Le gouvernement ne pouvait-il pas attendre la fin des 45 accordés par le Parlement le 14 décembre dernier ? En refusant d’attendre le 28 janvier prochain, il a pris le risque de décrédibiliser sa stratégie.
Comme on pouvait le redouter, le gouvernement a décidé de corser le dispositif de lutte contre la covid-19. A compter du 25 du mois courant, un couvre-feu sera instauré sur l’ensemble du territoire national de 20h à 5H du matin, le port du masque sera obligatoire dans tous les lieux publics et des check-points seront installés. Les manquements à ces préconisations donneront lieu à des amendes pouvant varier de 25.000 à 200.000 FCFA. C’est dire si les déplacements deviendront plus difficiles, réduisant encore un peu plus l’activité économique. C’est aussi dire si les forces de l’ordre ont là la prétexte rêvé pour organiser le racket. Comme l’a reconnu le ministre de l’Intérieur lui-même, «il y aura forcément des désagréments.» Le gouvernement a-t-il volontairement fait l’impasse d’une évaluation des conditions de mise en œuvre de son dispositif ?

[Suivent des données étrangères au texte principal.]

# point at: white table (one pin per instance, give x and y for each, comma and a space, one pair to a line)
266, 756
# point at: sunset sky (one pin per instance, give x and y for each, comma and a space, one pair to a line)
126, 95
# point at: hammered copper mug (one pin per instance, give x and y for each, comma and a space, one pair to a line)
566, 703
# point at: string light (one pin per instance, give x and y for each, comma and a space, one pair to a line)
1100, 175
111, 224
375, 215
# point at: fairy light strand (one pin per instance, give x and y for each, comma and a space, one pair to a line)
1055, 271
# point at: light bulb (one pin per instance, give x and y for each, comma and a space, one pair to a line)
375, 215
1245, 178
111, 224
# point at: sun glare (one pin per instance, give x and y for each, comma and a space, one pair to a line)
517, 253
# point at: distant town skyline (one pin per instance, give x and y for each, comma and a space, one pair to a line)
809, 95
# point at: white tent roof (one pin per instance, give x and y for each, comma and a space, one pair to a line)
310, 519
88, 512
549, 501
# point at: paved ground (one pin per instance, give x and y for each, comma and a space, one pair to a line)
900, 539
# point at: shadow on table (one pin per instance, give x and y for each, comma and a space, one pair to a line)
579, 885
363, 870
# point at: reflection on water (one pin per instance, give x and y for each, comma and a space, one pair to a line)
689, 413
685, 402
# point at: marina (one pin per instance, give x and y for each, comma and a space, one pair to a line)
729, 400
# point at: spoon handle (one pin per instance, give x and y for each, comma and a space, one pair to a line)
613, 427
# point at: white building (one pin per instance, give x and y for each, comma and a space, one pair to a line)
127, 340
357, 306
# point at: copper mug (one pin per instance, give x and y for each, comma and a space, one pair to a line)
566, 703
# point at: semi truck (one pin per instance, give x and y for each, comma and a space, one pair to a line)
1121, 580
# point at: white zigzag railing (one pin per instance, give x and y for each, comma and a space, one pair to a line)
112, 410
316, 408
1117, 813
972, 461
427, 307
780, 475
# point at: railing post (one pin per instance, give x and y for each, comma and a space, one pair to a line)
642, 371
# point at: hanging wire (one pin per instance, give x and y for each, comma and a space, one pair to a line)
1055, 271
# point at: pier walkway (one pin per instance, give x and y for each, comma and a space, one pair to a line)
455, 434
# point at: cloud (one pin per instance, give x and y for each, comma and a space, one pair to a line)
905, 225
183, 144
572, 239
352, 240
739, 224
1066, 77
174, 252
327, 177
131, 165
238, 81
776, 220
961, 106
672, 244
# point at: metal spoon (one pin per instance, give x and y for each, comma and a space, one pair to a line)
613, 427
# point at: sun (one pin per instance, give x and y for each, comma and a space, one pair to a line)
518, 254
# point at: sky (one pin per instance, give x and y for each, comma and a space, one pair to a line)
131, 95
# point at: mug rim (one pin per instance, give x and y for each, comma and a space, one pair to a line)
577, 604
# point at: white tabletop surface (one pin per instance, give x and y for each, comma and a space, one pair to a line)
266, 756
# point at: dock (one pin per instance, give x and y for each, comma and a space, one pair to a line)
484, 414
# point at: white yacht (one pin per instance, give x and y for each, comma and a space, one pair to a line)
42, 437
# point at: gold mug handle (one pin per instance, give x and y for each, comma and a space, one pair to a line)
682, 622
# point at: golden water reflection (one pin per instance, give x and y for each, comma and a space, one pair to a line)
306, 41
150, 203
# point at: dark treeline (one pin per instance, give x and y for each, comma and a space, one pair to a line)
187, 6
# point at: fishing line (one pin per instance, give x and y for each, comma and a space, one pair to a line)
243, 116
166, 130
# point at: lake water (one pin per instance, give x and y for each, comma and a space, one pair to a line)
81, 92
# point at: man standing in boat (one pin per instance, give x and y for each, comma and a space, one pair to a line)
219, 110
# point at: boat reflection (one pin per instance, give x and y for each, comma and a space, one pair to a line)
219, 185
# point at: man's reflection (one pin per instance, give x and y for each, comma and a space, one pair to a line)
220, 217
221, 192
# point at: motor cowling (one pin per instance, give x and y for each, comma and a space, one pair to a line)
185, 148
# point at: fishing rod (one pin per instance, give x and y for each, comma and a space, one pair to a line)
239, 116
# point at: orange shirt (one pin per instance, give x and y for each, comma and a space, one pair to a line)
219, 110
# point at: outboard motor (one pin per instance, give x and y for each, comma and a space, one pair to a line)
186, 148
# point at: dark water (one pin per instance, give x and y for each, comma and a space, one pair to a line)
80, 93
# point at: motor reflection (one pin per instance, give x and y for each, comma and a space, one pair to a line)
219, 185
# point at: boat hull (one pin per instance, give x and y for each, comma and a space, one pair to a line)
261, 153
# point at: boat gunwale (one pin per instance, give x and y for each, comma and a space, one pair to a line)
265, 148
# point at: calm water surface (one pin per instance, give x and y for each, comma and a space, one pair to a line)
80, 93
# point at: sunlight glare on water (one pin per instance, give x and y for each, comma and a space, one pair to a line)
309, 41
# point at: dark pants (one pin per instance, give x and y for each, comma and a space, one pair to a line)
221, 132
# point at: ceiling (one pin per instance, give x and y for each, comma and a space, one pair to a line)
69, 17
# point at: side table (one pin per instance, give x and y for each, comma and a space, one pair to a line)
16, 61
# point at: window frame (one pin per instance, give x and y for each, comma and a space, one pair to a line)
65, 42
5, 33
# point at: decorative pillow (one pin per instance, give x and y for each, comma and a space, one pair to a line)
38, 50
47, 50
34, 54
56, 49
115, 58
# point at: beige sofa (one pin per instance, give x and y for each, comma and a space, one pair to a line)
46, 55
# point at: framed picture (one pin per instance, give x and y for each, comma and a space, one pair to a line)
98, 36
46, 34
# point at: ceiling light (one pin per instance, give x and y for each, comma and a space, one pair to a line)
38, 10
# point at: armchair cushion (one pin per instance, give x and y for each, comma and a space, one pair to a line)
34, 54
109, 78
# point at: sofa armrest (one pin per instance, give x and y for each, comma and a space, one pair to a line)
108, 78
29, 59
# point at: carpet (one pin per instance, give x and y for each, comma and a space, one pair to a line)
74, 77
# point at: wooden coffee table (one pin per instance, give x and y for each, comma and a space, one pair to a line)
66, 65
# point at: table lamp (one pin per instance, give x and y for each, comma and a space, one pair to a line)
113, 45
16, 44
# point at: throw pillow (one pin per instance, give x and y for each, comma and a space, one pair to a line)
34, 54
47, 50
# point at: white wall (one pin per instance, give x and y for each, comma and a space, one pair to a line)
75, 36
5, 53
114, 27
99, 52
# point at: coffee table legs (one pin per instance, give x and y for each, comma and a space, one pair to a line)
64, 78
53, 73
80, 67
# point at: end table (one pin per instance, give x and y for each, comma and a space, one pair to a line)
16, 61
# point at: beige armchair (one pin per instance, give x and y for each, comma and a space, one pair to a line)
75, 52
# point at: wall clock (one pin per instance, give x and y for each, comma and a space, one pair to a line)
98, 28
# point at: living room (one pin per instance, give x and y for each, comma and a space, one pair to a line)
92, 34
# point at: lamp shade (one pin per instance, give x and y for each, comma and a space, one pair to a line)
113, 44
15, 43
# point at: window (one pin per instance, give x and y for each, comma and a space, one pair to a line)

Porte ouverte à la corruption
Au Gabon, la lutte contre la covid-19 est encadrée par la loi n°003/2020 relative aux catastrophes sanitaires. Or, si l’article 4 de ce texte autorise le gouvernement «à prendre (…) toutes mesures de nature à prévenir, lutter et riposter contre (la covid-19)», l’article 5 l’oblige à en informer le Parlement «sans délai.» Cette contrainte a-t-elle été respectée ? L’Assemblée nationale et le Sénat étant en intersession, on peut en douter. N’y a-t-il pas vice de procédure ? Au-delà, on s’interroge sur la validité des amendes. Et pour cause : aux termes de la loi, elles correspondent aux pénalités de «4ème et 5ème catégories prévues par l’article 61 du Code pénal.» En clair, elles doivent varier de 80. 000 à 100.000 F CFA et peuvent être portées «au double en cas de récidive.» D’où Lambert Noël Matha et Guy-Patrick Obiang sortent-ils les montants annoncés ? On aimerait savoir.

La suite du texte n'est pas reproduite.